Guide to enable *Dolby Digital Live* and/or *DTS Interactive S/PDIF*:

In a nutshell, the process to follow is as follows:
1. Uninstall your existing Realtek drivers with Display Driver Uninstaller (DDU) and reboot. You will have to disable the use of signed drivers Guide (How To Disable Driver Signature Enforcement, How to disable mandatory use of signed drivers)
2. Download and extract zip file containing original Realtek HD audio drivers R2.80 (In my case I use the version *R2.82*/*6.0.1.8210*).
3. Use Pihto's patch to patch the DLL files (the *password* is ''*realtek*''). The target filenames are listed on the patcher window. They begin with "*rltkAPO64.dll*, *rltkAPO.dll*" and may be in "win32" and "win64" subfolders of the Realtek package. You will have to manually select each file to patch and run the patcher multiple times to patch all matching files.
4. Now run the Realtek setup program. You may be asked to install unsigned drivers. Choose yes.
5. Do not immediately reboot. Instead, open regedit and ensure the "*DisableProtectedAudioDG*" registry fix is still present.
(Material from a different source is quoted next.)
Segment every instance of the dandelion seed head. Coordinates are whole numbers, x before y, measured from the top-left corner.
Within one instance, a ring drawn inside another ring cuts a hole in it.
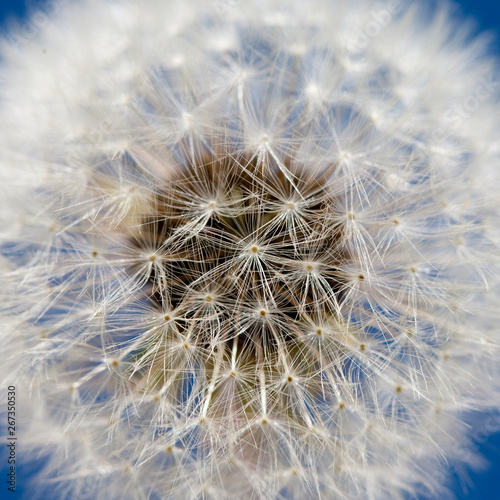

If not, add it again.


> REGEDIT4
> [HKEY_LOCAL_MACHINE\SOFTWARE\Microsoft\Windows\CurrentVersion\Audio]
> "DisableProtectedAudioDG"=dword:00000001


6. Reboot, and *Dolby Digital Live*/*DTS Interactive* should be available.
7. Working properly on *Windows 11* with Realtek version *R2.82 *or* R2.80*

This guide only works for the *S/PDIF* interface and will unlock *Dolby Digital Live* and *DTS Connect*


----------



## leonpano (May 1, 2022)

Gustavo Sicha said:


> Guide to enable *Dolby Digital Live* and/or *DTS Interactive S/PDIF*:
> 
> In a nutshell, the process to follow is as follows:
> 1. Uninstall your existing Realtek drivers with Display Driver Uninstaller (DDU) and reboot. You will have to disable the use of signed drivers Guide (How To Disable Driver Signature Enforcement, How to disable mandatory use of signed drivers)
> ...


driver is way way too old for my moterboard
2015 driver on 2020 moterboard?


----------